Curiously, even though Marina Rebeka (Violetta) is a couple of years younger than Mr. Demuro in real life, on stage the tall, voluptuous soprano appeared a decade his senior; that is, 30-ish to his 20-ish. If her silvery soprano lacked the evocative warmth of an ideal Violetta like Ms. Gheorghiu, her absolute vocal assurance allowed her to throw off the elaborate coloratura of the first act with insouciant ease. Dramatically she took her cue from the saucy red cocktail dress Violetta sports in this production’s party scenes, vivacious almost to the point of vulgarity. Her “farewell” aria, “Addio del passato,” was no elegy but rather a desperate cry of rage against death.

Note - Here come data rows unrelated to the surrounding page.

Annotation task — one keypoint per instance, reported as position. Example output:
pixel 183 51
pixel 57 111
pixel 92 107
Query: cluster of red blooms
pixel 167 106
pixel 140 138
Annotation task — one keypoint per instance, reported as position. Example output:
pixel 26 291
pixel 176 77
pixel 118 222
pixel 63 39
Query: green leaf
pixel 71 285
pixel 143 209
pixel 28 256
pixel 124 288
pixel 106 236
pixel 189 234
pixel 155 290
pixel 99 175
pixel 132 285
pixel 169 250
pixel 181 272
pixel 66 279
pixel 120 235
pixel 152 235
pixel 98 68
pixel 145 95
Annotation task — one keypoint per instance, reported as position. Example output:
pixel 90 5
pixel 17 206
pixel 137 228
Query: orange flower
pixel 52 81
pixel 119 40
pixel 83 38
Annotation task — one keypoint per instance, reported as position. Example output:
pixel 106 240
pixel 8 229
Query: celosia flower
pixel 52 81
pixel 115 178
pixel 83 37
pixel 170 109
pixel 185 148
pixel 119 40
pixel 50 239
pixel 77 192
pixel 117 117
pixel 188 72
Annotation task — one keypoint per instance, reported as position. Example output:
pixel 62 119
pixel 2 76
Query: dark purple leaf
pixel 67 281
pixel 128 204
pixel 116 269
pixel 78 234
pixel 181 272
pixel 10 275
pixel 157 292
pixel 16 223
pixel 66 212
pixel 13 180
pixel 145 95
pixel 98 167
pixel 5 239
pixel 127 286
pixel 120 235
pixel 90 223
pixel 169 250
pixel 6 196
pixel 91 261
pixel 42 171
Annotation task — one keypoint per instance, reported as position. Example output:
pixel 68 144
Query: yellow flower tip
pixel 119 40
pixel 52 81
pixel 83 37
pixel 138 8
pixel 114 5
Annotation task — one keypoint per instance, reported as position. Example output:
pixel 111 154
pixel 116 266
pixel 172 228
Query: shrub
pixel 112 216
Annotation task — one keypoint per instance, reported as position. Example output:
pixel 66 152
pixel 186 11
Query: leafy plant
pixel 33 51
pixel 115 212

In the role of the role of Alfredo’s disapproving father Germont, Quinn Kelsey’s baritone sounded lean and smoky in texture, with a seemingly effortless top, and he wielded a noble legato in his nostalgic aria “Di Provenza.” Even though possible he and Mr. Demuro had never even met before the performance started, the confrontation scene of father and son in the second act crackled with tension.
For a performance so “spontaneous” (i.e. unrehearsed) conductor Marco Armiliato proved just the man: he slithered past potential mishaps like a veteran New York taxi driver.